Vorsitzende der Haflingerfreunde Rheinland e.V. und mit einer großen Schar
eifriger Mitstreiter auf vielen reitsportlichen Veranstaltungen präsent.
Über die Vereinstätigkeit hinaus war sie jahrelang Vorsitzende und ist
derzeit Stellvertr.

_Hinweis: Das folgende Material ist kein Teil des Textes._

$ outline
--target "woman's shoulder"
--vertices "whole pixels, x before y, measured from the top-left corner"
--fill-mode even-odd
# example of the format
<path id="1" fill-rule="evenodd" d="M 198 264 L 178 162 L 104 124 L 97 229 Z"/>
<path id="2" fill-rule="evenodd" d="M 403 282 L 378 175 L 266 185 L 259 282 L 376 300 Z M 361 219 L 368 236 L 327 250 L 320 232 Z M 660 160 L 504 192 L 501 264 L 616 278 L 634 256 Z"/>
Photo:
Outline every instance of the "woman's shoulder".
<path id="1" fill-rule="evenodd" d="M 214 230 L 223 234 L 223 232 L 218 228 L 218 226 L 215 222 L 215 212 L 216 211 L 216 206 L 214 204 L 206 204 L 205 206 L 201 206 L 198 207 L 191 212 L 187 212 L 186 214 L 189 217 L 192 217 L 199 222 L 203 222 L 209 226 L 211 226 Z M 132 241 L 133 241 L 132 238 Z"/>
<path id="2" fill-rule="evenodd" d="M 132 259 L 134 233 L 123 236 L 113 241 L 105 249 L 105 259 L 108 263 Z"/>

Vorsitzende der AGH verknüpft mit den Tätigkeiten im
Rassenparlament der FN wie im Europaverband der Haflingerzüchter –
natürlich neben weiteren Aktivitäten wie beispielsweise im
Kreispferdezuchtverband oder als Richterin bei Fohlenschauen und
Eintragungen.
Ach ja, berufstätig ist sie
natürlich auch und betreibt als Versicherungskauffrau eine eigene Agentur.

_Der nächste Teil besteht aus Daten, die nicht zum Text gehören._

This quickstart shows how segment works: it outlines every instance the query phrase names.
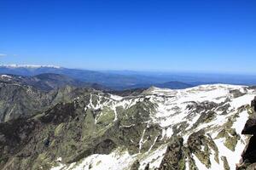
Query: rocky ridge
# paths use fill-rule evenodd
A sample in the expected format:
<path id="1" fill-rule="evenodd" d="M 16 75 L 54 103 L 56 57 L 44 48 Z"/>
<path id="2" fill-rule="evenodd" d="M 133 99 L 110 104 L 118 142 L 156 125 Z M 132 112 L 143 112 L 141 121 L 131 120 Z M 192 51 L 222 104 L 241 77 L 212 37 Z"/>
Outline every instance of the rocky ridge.
<path id="1" fill-rule="evenodd" d="M 40 114 L 0 124 L 1 169 L 235 169 L 256 92 L 215 84 L 124 97 L 69 94 Z"/>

Wenn dann noch Zeit bleibt gibt es sogar ein Privatleben, was auch von
ihrem Lebensgefährten Uwe durchaus bestätigt wird, und es gibt hin und
wieder mal eine Reise in den Lieblingskontinent Afrika. Dennoch fragt man
sich, ob sie ihre herrliche Anlage in Bad Honnef, ein wirkliches Kleinod,
das sie seit 1993 bewohnt, bei all ihren Aktivitäten richtig schätzen und
auch genießen kann. Dagmar liebt und lebt Haflinger und engagiert sich für
diese, nimmt sich Zeit für Interessenten, informiert und berät,
argumentiert ohne zu oktroyieren, vermittelt in ihrer ruhigen und
zurückhaltenden Art. Für die Haflingerszene wären weniger
„Glaubenskrieger“ und mehr solcher Dagmars wünschenswert.